Matius 13:44-46
“Hal Kerajaan Surga itu seumpama harta yang terpendam di ladang, yang ditemukan orang, lalu dipendamkannya lagi. Oleh sebab sukacitanya pergilah ia menjual seluruh miliknya lalu membeli ladang itu.
Demikian pula hal Kerajaan Surga itu seumpama seorang pedagang yang mencari mutiara yang indah. Setelah ditemukannya mutiara yang sangat berharga, ia pun pergi menjual seluruh miliknya lalu membeli mutiara itu.”
***
Setiap orang dalam hidup ini pasti mencari atau mengupayakan harta milik. Entah banyak atau sedikit, entah besar atau kecil, harta memang sangat berguna dalam kehidupan ini.
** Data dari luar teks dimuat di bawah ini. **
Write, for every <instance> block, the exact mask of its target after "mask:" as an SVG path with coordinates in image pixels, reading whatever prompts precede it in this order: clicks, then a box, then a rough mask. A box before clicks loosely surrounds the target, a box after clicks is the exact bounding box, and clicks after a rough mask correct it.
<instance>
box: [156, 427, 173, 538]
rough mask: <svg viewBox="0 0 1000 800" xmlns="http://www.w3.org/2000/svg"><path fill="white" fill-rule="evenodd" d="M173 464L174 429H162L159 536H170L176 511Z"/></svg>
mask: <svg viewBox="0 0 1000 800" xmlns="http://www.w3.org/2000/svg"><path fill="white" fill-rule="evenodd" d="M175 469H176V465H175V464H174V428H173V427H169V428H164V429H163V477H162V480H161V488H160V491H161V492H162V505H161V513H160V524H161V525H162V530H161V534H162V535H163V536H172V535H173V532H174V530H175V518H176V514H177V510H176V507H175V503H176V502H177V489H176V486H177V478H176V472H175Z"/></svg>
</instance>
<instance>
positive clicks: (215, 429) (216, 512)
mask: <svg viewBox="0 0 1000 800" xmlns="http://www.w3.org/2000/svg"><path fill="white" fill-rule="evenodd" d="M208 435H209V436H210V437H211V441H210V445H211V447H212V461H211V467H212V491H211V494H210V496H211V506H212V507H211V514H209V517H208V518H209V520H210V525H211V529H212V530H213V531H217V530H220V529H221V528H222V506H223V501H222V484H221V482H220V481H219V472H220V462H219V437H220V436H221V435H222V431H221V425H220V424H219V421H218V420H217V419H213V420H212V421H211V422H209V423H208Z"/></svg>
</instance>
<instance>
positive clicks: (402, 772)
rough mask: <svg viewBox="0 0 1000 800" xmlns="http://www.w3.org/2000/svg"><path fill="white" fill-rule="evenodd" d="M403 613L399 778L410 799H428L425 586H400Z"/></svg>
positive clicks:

Tidak heran, dalam mengusahakannya, kita berdaya upaya dengan sekuat tenaga, tanpa kenal lelah, bahkan kalau perlu dengan penuh pengorbanan.
Ada sejumlah ungkapan untuk menggambarkan hal itu, seperti bekerja keras, membanting tulang, dan memeras keringat. Ungkapan lain yang kiranya lebih dramatis adalah “seperti menggunakan kaki sebagai kepala dan kepala sebagai kaki.” Itu mau menggambarkan orang yang habis-habisan bekerja demi mencukupi kebutuhan hidupnya.
Bukan hanya berlaku dalam hal kerja, semangat yang sama semestinya berlaku pula dalam hal cinta. Cinta harus diperjuangkan, apalagi cinta kepada Tuhan yang berlandaskan iman. Cinta adalah harta yang indah dan sangat berharga. Cinta kepada Tuhan mendorong kita untuk senantiasa dekat dan sehati dengan-Nya. Hal itu harus kita upayakan dengan sekuat tenaga.
Perumpamaan tentang harta terpendam dan mutiara yang indah yang dikisahkan Yesus hari ini menjadi gambaran akan sesuatu yang sangat berarti dalam kehidupan ini. Orang yang menemukannya sampai-sampai dikatakan menjual barang miliknya demi harta atau mutiara tersebut. Ini artinya, yang ia temukan sungguh berharga, lebih dari segala sesuatu yang sudah ia miliki. Demikianlah halnya dengan kasih Allah. Kasih Allah sungguh berharga, lebih dari segala sesuatu yang kita miliki. Beranikah kita memperjuangkannya?
Mari kita jadikan Santo Ignasius Loyola, orang kudus yang kita peringati hari ini, sebagai teladan. Santo Ignasius berani menjadikan Allah sebagai pusat hidupnya. Cinta Allah ia jadikan fondasi hidup dan pemberian dirinya kepada Allah sendiri dan kepada sesama. Saudara-saudari sekalian, di tengah-tengah kesibukan, kepenatan, maupun kelimpahan, marilah kita terus berjuang untuk menjadikan Allah sebagai pusat kehidupan kita.